Police and the public are searching for a police K-9 named Karson, who has been missing since Tuesday, Dec. 23.
Karson was being boarded at the Clinton Animal Care Center on West Locust Street while his handler, officer Jerry Popp was on vacation.
Popp says he was headed back to Ohio on Tuesday when the kennel and his police department both called him to say Karson escaped out the facility’s front door and ran off.
“He’s scared … I know he is,” said Popp during an interview Christmas Day.
Karson is a 3-year-old Malinois that has been working with Popp on the force for 14 months.
“Everybody loves him to death. He’s not just a dog, he’s a police officer, but he’s also our friend,” said Popp.
After Karson ran off, police posted on social media that he was loose, and started to search the greater Clinton County area.

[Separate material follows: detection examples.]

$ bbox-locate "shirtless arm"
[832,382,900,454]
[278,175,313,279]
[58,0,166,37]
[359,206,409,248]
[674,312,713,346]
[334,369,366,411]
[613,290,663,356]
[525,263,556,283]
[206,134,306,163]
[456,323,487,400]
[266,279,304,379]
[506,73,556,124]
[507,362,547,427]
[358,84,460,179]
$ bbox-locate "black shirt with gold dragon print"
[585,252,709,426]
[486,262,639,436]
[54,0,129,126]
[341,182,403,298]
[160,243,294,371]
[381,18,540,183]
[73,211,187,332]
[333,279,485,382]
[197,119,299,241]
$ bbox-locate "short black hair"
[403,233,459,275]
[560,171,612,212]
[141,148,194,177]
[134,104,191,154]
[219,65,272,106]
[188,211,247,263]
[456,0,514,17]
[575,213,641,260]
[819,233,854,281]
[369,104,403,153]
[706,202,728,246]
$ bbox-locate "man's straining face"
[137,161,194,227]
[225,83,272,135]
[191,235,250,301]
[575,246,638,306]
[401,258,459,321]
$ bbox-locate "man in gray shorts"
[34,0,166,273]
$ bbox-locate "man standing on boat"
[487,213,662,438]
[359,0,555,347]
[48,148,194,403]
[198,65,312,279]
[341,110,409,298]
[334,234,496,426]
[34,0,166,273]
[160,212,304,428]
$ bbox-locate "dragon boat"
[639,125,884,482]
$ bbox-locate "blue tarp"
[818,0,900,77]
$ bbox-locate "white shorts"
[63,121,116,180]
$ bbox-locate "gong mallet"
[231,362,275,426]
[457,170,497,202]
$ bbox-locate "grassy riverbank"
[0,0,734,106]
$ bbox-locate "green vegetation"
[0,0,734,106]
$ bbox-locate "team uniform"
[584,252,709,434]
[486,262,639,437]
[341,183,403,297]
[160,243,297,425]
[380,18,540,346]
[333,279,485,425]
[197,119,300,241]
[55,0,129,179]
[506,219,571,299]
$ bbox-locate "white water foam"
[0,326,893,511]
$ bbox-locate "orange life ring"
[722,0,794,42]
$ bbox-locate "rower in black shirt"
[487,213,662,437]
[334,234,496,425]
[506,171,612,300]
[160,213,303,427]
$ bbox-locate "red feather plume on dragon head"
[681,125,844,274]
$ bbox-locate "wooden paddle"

“My son and I were driving down Center Road right at the intersection of Lewis and looked across in the field and there he was,” Popp said about the Karson sighting on Christmas eve day, “But by the time we got to behind the trees where we had parked our car and got out of the vehicle he had taken off.”

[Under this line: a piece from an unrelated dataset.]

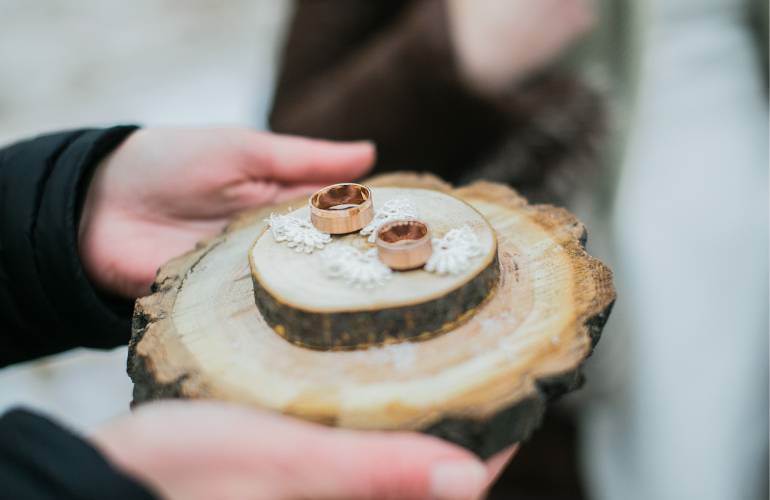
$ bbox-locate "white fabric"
[583,0,768,500]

More than 48 hours after Karson got loose, search parties were out Christmas Day searching the woods and fields near the area where Karson was last spotted.
“This is just breaking his heart,” said Matt Killinen, lifelong friend of Officer Popp and a search volunteer. “And obviously all of his friends that are caring and out here on Christmas Day trying to find Karson because it means as much to him as it does his friends and the community, quite frankly.”
Officer Popp said Karson responds well to tennis balls, and he is friendly if you spot him and approach him, but was worried about him being out of his element.
“Now he’s in a big wide open area and the big wide world and he’s running scared,” said Popp.
Killinen said if the searchers didn’t bring Karson home for Christmas, they would continue to search night and day until they could bring him home.
“We just need a starting point, we need someone to dial 9-1-1 and say ‘Hey I think I see your dog’,” said Popp.
If you see a dog resembling Karson, Wilmington Police are asking you to call 9-1-1 and alert dispatchers to the dog’s location.